One example has been the role that the South African Radio Astronomy Observatory took to help lead the country’s national ventilator project. Ventilators are crucial for those with severe COVID-19, but there were limited numbers available worldwide. The national ventilator project aimed to manufacture simple non-invasive ventilators using locally available materials and processes.
The Office of Astronomy for Development, the African Planetarium Society and African Astronomical Society collectively redirected funding to assuage the effects of the pandemic. With some organisational agility, the funding could be redirected to causes slightly outside the key mission of these organisations.
We’ve also seen scientific agility at an individual level. Statisticians and simulation scientists from numerous fields have responded to the call to work with epidemiologists in modelling the pandemic.

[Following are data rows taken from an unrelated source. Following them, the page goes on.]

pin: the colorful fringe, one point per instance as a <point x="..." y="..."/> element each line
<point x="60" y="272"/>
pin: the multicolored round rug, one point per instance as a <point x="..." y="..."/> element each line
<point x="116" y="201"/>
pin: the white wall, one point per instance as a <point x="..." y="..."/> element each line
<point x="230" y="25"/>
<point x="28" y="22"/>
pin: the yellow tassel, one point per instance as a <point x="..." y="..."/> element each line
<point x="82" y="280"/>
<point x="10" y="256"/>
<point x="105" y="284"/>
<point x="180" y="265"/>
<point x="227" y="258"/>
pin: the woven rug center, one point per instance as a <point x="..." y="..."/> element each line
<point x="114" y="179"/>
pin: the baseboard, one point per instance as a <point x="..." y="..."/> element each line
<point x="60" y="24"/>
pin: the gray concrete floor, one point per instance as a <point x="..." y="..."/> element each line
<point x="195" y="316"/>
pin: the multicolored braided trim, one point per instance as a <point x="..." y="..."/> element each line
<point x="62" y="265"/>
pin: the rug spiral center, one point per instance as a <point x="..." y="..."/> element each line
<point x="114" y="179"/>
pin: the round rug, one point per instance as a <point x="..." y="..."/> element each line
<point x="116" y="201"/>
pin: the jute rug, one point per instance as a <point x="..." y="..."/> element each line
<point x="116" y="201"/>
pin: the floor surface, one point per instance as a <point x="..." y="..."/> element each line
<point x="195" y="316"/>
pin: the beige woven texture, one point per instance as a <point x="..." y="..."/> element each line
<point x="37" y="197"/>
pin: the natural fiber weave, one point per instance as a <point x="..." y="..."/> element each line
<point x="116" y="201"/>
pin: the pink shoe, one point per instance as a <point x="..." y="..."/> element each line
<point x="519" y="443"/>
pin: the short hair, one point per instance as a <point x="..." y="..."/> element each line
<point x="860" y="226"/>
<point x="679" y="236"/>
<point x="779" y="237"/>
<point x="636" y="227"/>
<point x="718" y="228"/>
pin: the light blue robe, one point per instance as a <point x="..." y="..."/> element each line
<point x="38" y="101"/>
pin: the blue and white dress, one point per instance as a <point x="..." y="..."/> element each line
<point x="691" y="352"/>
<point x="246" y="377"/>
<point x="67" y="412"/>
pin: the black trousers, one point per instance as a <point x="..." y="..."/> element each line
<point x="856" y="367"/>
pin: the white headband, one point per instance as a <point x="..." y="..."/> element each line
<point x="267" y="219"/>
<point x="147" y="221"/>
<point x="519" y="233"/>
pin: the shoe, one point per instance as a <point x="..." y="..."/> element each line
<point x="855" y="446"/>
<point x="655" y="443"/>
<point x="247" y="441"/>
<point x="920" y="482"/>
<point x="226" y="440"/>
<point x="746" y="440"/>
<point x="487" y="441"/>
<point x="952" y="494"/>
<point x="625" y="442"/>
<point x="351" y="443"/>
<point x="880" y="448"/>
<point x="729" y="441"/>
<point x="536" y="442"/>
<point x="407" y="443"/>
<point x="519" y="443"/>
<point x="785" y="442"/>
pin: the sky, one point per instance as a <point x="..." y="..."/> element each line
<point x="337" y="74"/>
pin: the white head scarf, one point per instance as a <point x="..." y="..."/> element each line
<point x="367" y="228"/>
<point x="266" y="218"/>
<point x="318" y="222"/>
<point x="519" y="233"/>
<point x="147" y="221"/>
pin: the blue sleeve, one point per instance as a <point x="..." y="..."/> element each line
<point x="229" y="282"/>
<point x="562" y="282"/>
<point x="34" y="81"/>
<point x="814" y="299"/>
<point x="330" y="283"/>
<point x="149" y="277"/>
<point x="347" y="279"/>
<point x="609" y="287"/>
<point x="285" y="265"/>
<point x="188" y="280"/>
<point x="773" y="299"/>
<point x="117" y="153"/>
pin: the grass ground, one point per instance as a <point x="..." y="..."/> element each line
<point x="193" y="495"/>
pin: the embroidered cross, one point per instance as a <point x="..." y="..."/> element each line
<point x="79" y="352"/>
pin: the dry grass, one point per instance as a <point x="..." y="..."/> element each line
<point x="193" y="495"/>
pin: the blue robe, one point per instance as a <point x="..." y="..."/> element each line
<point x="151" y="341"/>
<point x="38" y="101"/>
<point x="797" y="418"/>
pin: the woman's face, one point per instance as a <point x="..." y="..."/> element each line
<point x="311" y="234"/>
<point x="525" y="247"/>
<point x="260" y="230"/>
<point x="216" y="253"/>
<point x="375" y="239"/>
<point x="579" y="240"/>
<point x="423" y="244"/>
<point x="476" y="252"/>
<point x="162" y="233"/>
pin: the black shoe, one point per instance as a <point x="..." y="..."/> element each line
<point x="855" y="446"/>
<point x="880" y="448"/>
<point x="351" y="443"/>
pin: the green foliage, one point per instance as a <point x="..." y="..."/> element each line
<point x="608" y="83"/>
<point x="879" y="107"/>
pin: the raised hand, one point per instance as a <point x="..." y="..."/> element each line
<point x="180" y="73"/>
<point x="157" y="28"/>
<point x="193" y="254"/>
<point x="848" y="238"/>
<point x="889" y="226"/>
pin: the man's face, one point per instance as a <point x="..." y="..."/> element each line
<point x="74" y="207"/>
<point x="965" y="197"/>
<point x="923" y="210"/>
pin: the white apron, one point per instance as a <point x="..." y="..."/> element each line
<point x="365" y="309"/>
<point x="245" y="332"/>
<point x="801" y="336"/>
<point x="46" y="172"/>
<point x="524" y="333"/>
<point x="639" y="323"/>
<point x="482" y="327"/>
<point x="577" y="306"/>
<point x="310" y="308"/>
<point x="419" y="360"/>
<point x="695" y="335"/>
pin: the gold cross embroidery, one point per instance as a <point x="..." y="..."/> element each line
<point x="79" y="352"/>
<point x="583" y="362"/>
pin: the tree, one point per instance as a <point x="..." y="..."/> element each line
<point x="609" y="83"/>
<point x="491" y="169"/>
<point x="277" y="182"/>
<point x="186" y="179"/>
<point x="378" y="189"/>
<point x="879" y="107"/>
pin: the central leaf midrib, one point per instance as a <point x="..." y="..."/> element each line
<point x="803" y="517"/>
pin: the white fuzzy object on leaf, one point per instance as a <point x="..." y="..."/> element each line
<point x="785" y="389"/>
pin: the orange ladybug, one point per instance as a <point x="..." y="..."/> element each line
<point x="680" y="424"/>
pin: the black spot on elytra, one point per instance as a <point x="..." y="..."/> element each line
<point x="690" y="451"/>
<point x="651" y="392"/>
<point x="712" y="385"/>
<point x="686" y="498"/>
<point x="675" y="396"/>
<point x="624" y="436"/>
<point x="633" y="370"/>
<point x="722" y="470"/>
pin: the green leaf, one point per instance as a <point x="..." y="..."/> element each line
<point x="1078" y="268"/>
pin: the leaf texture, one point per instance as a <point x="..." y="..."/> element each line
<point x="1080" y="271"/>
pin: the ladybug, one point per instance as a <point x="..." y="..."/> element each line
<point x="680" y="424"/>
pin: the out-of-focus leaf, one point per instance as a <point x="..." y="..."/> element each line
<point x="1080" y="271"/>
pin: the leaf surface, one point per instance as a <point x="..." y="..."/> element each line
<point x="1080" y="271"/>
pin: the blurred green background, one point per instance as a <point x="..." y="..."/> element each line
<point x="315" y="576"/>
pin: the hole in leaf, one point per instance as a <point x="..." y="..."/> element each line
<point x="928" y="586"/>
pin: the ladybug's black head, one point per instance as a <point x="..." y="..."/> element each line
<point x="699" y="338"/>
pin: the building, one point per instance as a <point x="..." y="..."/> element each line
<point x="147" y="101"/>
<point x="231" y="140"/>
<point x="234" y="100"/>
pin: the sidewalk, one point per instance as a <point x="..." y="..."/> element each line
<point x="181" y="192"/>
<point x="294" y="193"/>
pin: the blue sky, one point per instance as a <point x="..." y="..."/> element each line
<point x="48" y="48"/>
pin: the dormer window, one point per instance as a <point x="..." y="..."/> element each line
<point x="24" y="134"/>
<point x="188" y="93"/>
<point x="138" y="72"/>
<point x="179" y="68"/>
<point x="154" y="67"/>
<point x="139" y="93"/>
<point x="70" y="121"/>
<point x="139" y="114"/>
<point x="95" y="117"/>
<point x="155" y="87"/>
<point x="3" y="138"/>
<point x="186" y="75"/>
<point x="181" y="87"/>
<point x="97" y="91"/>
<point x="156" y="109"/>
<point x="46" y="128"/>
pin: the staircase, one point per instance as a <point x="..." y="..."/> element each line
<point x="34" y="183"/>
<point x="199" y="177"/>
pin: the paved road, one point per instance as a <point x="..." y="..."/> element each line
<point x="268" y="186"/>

Similarly, many blue skies science projects, like the IceCube Neutrino Observatory and the Charles W. Brown Planetarium, have made computing power available to model the virus protein properties of SARS-CoV-2.
In it for the long haul
Building solid research capabilities is a long-term endeavour. It is often internationally funded and operated, and can last several decades. One example is the Square Kilometre Array (SKA). A multinational endeavour, it is spurring technological breakthroughs and industrial spin-offs.
Projects like this have significant momentum. Due to high sunk costs as well as cross-national mutual accountability, they’re unlikely to be halted, even if they are subjected to delays or de-scoping.
They are even likely to survive the immediate impact of budget cuts. These, however, have an immediate effect on a range of shorter term research projects. They also affect students and training. Most students and early career researchers are funded by “soft money”, allocated to a particular project over a short timescale, usually two or three years.
Having less soft money to go around means fewer graduate students to train, and fewer early career researchers to be employed. For those students who are funded, it may also mean reduced opportunities to receive training that will help them exploit the available research infrastructure. This funding pressure mounts up, and the impacts become visible over the medium term: reduced numbers of publications and projects are undertaken on these facilities, and there’s less opportunity to build and develop skills.
The value in blue skies science requires us to look beyond the obvious. It also requires us to consider timescales longer than the political.
The question is not so much about redirecting funding, but about designing a research environment that can accommodate integration of ideas across traditional research “silos”; an environment where there are avenues for experts to apply their skills outside their domains of expertise. As a collective, society would stand to gain so much more from blue skies research.